女王様のご生還 VOL.138 中村うさぎ

最近、目が醒めてからしばらくの間のボーッと仕方がハンパない。

誰でも多少は寝ぼけるものだし、起きたては頭が混乱してたり物忘れしたりするものだが、ここんとこのボケ具合がひどすぎて不安になるのだ。



こないだなんか、起きて携帯の留守電を聞こうとしたら、どうやって聞くのか思い出せなかった。

夫に聞いたら「え?1417でしょ?」と言われて「あ、そうか」と思ったが、こんな日常的な作業すら思い出せないなんて、もしかしたら認知症じゃないだろうか。

母親がアルツハイマーで、アルツハイマーは遺伝するから心配というのもあるけど、何より不安なのは数年前に入院中に心肺停止して3日間ほど脳が機能停止状態だったことだ。

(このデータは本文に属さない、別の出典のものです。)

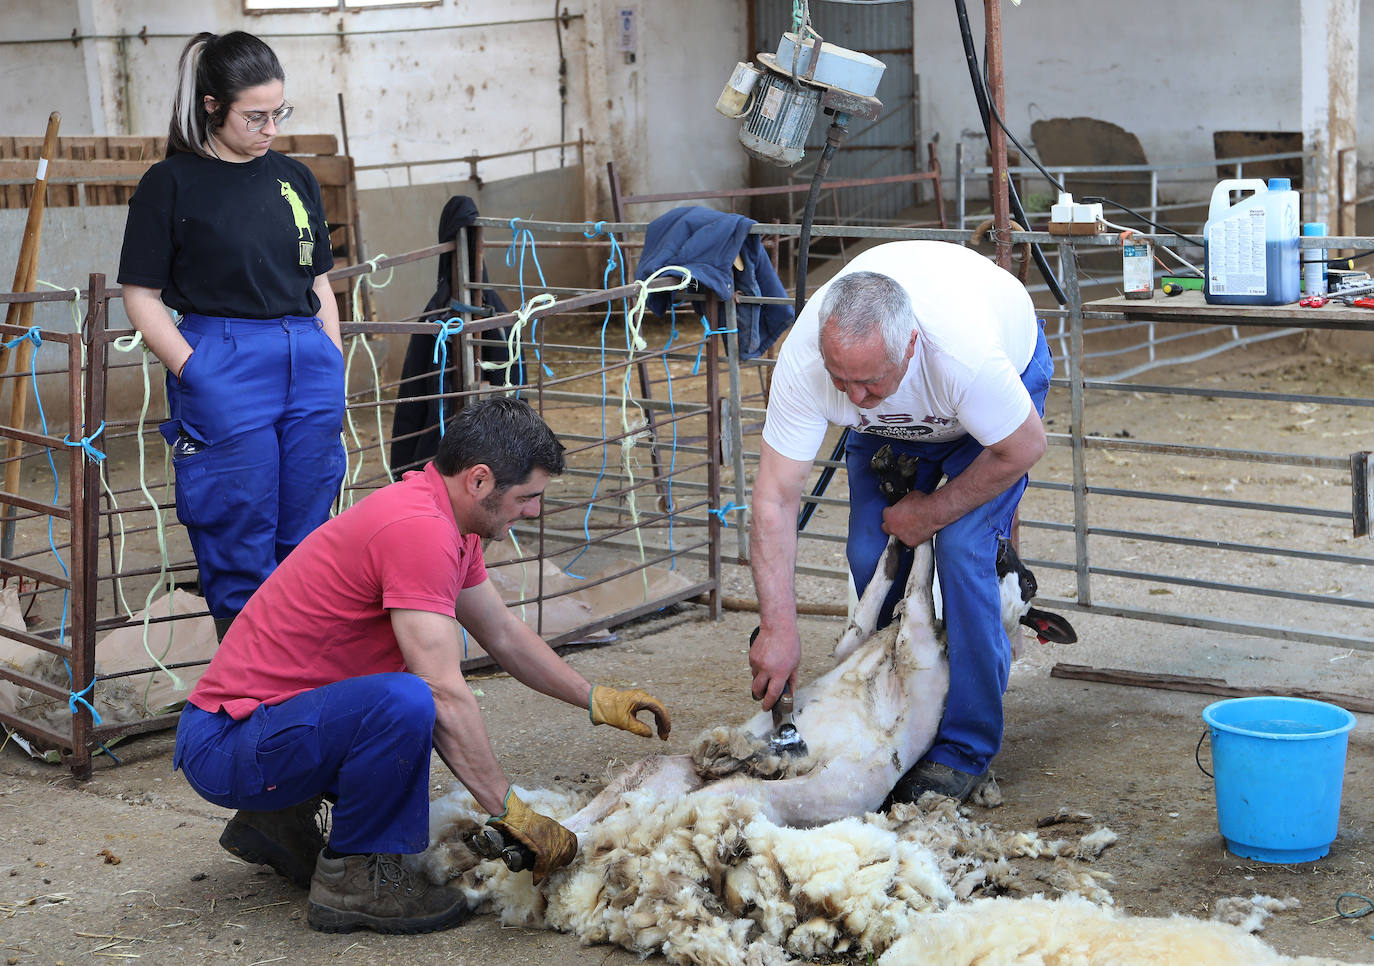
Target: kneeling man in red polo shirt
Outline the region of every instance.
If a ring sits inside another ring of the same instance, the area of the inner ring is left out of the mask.
[[[177,729],[173,766],[238,809],[220,844],[310,890],[325,932],[418,933],[466,916],[457,889],[400,861],[429,842],[436,751],[525,845],[538,882],[577,840],[515,795],[460,669],[466,630],[521,683],[587,708],[593,724],[660,738],[643,691],[593,687],[518,620],[487,580],[483,539],[536,517],[563,447],[527,404],[483,400],[449,423],[438,455],[306,537],[235,619]],[[460,630],[461,629],[461,630]],[[334,802],[328,842],[323,800]]]

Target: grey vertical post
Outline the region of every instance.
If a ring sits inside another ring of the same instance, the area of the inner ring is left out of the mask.
[[[1059,244],[1064,266],[1064,294],[1069,308],[1069,435],[1073,450],[1074,571],[1078,602],[1092,604],[1088,580],[1088,472],[1083,456],[1083,293],[1078,287],[1078,252],[1072,243]]]
[[[720,301],[715,295],[706,299],[706,317],[721,317]],[[708,336],[706,353],[706,500],[711,511],[720,509],[720,361],[715,343]],[[707,581],[711,585],[708,608],[711,620],[721,618],[720,583],[720,526],[723,521],[715,512],[706,514]]]
[[[739,386],[739,309],[734,299],[725,300],[725,362],[730,371],[730,397],[725,400],[728,414],[726,432],[730,434],[730,458],[735,470],[735,542],[739,559],[748,559],[748,534],[745,532],[745,505],[748,496],[744,485],[744,418],[740,405]]]
[[[475,304],[470,301],[468,294],[468,236],[462,229],[458,230],[458,237],[453,245],[453,271],[450,273],[449,291],[452,293],[454,301],[463,302],[468,305]],[[446,307],[447,308],[447,307]],[[463,312],[464,323],[472,321],[471,312]],[[476,353],[472,348],[472,336],[468,335],[466,327],[458,333],[458,390],[467,392],[469,389],[476,389],[481,384],[481,374],[477,370]],[[454,412],[462,409],[468,404],[466,397],[458,400]]]
[[[964,142],[954,145],[954,227],[964,230],[964,208],[968,205],[968,188],[964,185]]]

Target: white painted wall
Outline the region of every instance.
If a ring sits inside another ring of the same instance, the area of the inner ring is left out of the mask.
[[[785,4],[788,0],[756,0]],[[1038,118],[1087,115],[1134,132],[1151,161],[1212,155],[1217,129],[1302,130],[1300,10],[1310,0],[1248,4],[1154,0],[1083,4],[1079,0],[1003,3],[1007,121],[1020,138]],[[746,51],[741,0],[566,0],[568,61],[564,136],[579,129],[596,143],[586,161],[590,217],[605,216],[604,162],[617,158],[627,190],[687,190],[742,184],[747,165],[735,125],[712,111],[736,59]],[[983,4],[968,0],[981,47]],[[620,11],[634,11],[633,61],[617,49]],[[862,16],[863,8],[814,0],[813,20]],[[295,130],[339,133],[344,94],[350,148],[359,164],[493,153],[559,140],[558,50],[547,0],[441,0],[434,6],[351,13],[247,16],[240,0],[0,0],[0,134],[40,134],[50,110],[64,134],[160,133],[184,39],[201,28],[248,29],[269,38],[297,104]],[[1358,13],[1374,32],[1374,2]],[[540,19],[542,18],[542,19]],[[438,25],[540,19],[471,29]],[[970,138],[981,157],[981,128],[951,5],[918,3],[915,69],[926,136],[941,136],[952,170],[954,145]],[[90,36],[64,39],[73,28]],[[345,36],[340,39],[342,28]],[[395,30],[397,33],[375,33]],[[374,31],[374,33],[363,33]],[[1362,50],[1374,50],[1366,36]],[[775,38],[760,38],[771,49]],[[127,74],[127,77],[126,77]],[[1374,62],[1359,62],[1350,83],[1370,90]],[[126,97],[127,92],[127,97]],[[1374,163],[1374,96],[1359,98],[1364,154]],[[539,167],[556,163],[550,154]],[[484,179],[533,170],[528,157],[485,162]],[[1369,164],[1361,180],[1371,180]],[[417,182],[452,181],[466,166],[415,169]],[[1215,179],[1201,169],[1200,183]],[[404,183],[403,171],[364,172],[363,187]],[[520,214],[533,215],[534,212]]]
[[[548,0],[254,16],[240,0],[0,0],[3,39],[59,41],[0,45],[0,134],[41,135],[52,110],[63,114],[64,135],[164,133],[186,39],[202,29],[243,29],[263,36],[282,60],[296,105],[291,130],[341,133],[343,94],[349,150],[360,165],[514,151],[576,140],[581,129],[595,142],[586,158],[589,217],[609,216],[610,157],[620,159],[634,191],[738,184],[745,160],[732,126],[711,107],[743,43],[743,4],[699,0],[690,17],[673,0],[565,6],[568,104],[561,119],[555,5]],[[626,8],[639,22],[638,43],[622,53],[615,48]],[[472,24],[488,26],[428,29]],[[64,39],[73,29],[98,39],[74,46]],[[145,29],[146,39],[136,36]],[[576,161],[575,149],[568,160]],[[540,170],[556,166],[557,152],[541,152],[537,163]],[[534,164],[529,155],[495,159],[479,174],[509,178]],[[467,174],[466,165],[425,166],[409,179]],[[385,187],[407,177],[402,169],[362,172],[359,183]]]
[[[1029,147],[1036,120],[1100,118],[1139,137],[1152,163],[1211,159],[1217,130],[1301,131],[1303,2],[1004,2],[1007,125]],[[967,0],[967,5],[981,56],[983,4]],[[1363,41],[1359,49],[1374,50],[1374,3],[1356,0],[1353,6]],[[835,9],[823,0],[812,5],[822,32],[824,17]],[[946,170],[953,170],[954,145],[961,136],[968,139],[969,156],[981,163],[983,131],[952,5],[918,3],[914,26],[922,127],[927,136],[940,133]],[[1317,54],[1325,51],[1312,52]],[[1369,93],[1374,62],[1369,56],[1360,59],[1358,77],[1351,76],[1349,83],[1364,92],[1358,107],[1362,154],[1374,163],[1374,96]],[[1361,173],[1362,180],[1370,180],[1367,164]],[[1215,183],[1216,174],[1196,169],[1192,180]]]
[[[57,38],[60,24],[67,24],[70,33],[79,25],[77,8],[77,0],[0,0],[0,39]],[[96,133],[85,78],[83,46],[54,39],[0,47],[0,135],[42,137],[53,111],[62,113],[62,123],[70,129],[64,133]]]

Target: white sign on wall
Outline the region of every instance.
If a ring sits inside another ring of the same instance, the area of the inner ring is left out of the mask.
[[[633,7],[622,7],[619,15],[620,36],[616,41],[616,50],[622,54],[633,54],[639,46],[638,26],[635,23],[635,11]]]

このまま脳死状態かもと医者が言っていたくらいだし、結構深刻だったんだと思う。

それなら脳に後遺症があってもおかしくない。



記憶や認知に障害が出たら、私もきっと母のように夢の国の住人になるんだろう。

まあ、それはそれで構わないんだが、問題は夫に大きな負担をかけることだ。

それでなくとも身体が不自由になって介護されてる身なのに、これで脳までイカレちまったら、夫はさぞかし大変だろう。



認知症の面倒を見るのは並大抵ではない。

記憶と共に人格も崩壊してしまうから、「こんな人間じゃなかったのに……いや、もしかしたら、こっちが本来の人格なのか?」などと考える羽目になり、なんだか見たくないものを見てしまったような気分だ。



が、しかし!

そもそも「人格」とは何なのだろう?

我々に「本来の人格」なんてあるのか?

たとえば私はおそらく軽度のアスペゆえに、他の人とはちょっと違う物の見方や感じ方をしているようなのだが、これって私の「人格」なのか?

「私」という人間を考える時、アスペという障害を差し引いたうえで私の「本来の人格」とすべきなのか、それともアスペは生来的なものだし治療も不可能だからこれも含めて私の「本来の人格」と考えるべきなのか、非常に悩ましいところである。